Why posterior cruciate ligament injuries rarely require surgery

What you need to know:

  • As always it cannot be stressed enough the importance of a good pre-season and warm up before individual games.
  • Although rare, the unstable PCL injury should not be missed as it may lead to osteoarthritis of the knee.

This week we focus on the posterior cruciate ligament (PCL).

It is one of the the major knee ligaments.

It is in fact the strongest knee ligament and, unsurprisingly, less prone to injury than the others.

It plays an important role in preventing the upper body from sliding over the lower leg at the knee. Injuries to the PCL occur when a backward directed force is applied to the knee just below the knee cap.

This can be seen, for example, when one falls and lands directly on to the bent knee or is on the receiving end of a low rugby tackle.

The other common way in which the PCL is injured is when it undergoes a hyperextension (when the knee-joint is  forced backwards).

This may happen for example when one jumps up and lands on the straight leg as may be seen in basketball or netball.

Commonly there is a sharp pain at the time of injury and the sports participant may feel something pop. There may also be swelling and bruising acutely.
Injuries to the PCL are graded as either a small tear with no instability, partial tear with very mild instability, or a complete tear.

The fourth grade relates to when other ligaments are also injured leading to gross instability.

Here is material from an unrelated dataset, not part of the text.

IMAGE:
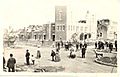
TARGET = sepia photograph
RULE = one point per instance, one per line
(64, 36)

For the grade 1 and 2 injuries, the return to sport is often very rapid and is possible within 2 weeks. Many athletes often don’t realise that they have injured the PCL especially if they have got good muscle strength and balance.

The grade 3 and 4 injuries lead to instability of the knee and when this is noted, urgent medical attention is required.

The initial assessment uses x-ray to rule out fractures but the most useful test is the MRI scan which would define the PCL injury and whether other ligaments are involved.

When a PCL injury is diagnosed, the initial treatment is rest, ice, compression and elevation.

Strengthening exercises

This may be accompanied by a short period on crutches to reduce weight bearing. In the more severe cases, a brace may be prescribed to prevent side to side movement of the knee.

Following this initial period of rest, strengthening exercises should be used under the supervision of physiotherapists.

The most important muscles in preventing PCL injuries are the hamstrings located at the back of the thigh and the quadriceps at the front.

These muscles are equally important in the rehabilitation after injury.

Surgery is rarely required to manage PCL ruptures, however, in the grade 3 and 4 injuries it may be required particularly if there is persisting instability.

Surgery involves reconstruction of the ligament using either tendons or synthetic tissue.

The return to sports after the reconstruction is normally around 12 months and involves fairly intense physiotherapy.

For the grade 1 and 2 injuries most people can return to play having undergone good physiotherapy.  

As always it cannot be stressed enough the importance of a good pre-season and warm up before individual games.

Although rare, the unstable PCL injury should not be missed as it may lead to osteoarthritis of the knee.